György Keserű of Gedeon Richter discussed the importance of avoiding lipophilicity by using tools such as LELP, which we’ve covered here and here. Continuing this theme, Kevin Freeman-Cook of Pfizer described two examples of using LLE in lead discovery programs, in particular calculating LLE values before making compounds. Although this may seem obvious, what was quite striking was the dramatic effect subtle changes in structure could make to ClogP values.

Of course, these are just a few of thousands of presentations. Please feel free to point out any that caught your eye, or expand on some of those mentioned above. And just a reminder, it’s only 4 weeks to FBLD 2012 in San Francisco – the biggest fragment event of the year!

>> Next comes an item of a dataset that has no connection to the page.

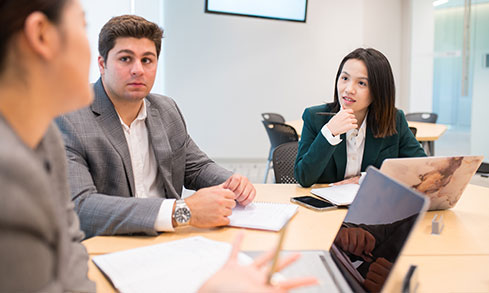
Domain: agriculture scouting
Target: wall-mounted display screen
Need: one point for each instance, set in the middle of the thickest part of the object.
(293, 10)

Ligand efficiency for antibiotics

Back in October of last year we highlighted a paper in Science that disclosed a new antibiotic targeting the bacterial protein FtsZ. The compound was derived through fragment-based techniques, though at the time no details were provided. A new paper in BMCL now provides some of the early medicinal chemistry, and also introduces an interesting new tool for evaluating antibiotics.

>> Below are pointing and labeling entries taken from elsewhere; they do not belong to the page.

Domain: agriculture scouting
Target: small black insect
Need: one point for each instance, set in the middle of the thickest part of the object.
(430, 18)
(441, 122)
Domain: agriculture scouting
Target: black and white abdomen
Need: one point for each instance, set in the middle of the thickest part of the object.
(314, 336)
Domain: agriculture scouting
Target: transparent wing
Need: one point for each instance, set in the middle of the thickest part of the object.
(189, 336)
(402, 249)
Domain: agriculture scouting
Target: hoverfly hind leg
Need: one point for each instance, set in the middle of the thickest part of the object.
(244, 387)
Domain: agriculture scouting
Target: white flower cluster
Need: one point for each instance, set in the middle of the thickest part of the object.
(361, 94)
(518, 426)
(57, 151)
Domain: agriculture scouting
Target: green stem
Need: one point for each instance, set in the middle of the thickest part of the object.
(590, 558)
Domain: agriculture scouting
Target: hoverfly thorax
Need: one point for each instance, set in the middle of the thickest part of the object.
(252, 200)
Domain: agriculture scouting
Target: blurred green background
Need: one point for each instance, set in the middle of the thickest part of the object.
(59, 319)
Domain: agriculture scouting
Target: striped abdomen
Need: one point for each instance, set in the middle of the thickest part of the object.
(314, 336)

As mentioned in the Science paper, the researchers (led by Prolysis but with a number of contributors from Evotec and Key Organics) started with the fragment-like (MW = 151, 11 heavy atoms) 3-methoxybenzamide. An initial survey of “SAR by catalog” soon moved to the synthesis of analogs that could be assembled in up to four steps from commercially available compounds. This study found that the amide was essential, and only limited substitutions around the aromatic ring were tolerated. Turning to the alkoxy group, the authors took the classic “methyl, ethyl, butyl” approach, but kept going all the way to dodecyl. Intriguingly, a nonyloxy substituent proved to be optimal, better than either 8 or 10 carbon chains. Adding two fluorine atoms to the aromatic ring improved the potency further. Although the paper does not describe the final push to PC190723, the authors do describe the desire to replace the long alkyl chain and its likely attendant problems.



The paper also defines an interesting variation of ligand efficiency:

Antibacterial efficiency = -ln (MIC) / N, where
MIC = minimum inhibitory concentration (mg/ml) and
N = non-hydrogen atoms

Although the metric has a few quirks (for example, low-efficiency compounds can actually have negative numbers), “good” values correspond roughly to good LE values; clinically approved low molecular weight antibiotics have antibacterial efficiencies in the 0.26-0.32 mg/ml/atom range.

So for all you folks working on antibiotics, not only are fragments a viable starting point, you now have a new way to evaluate progress.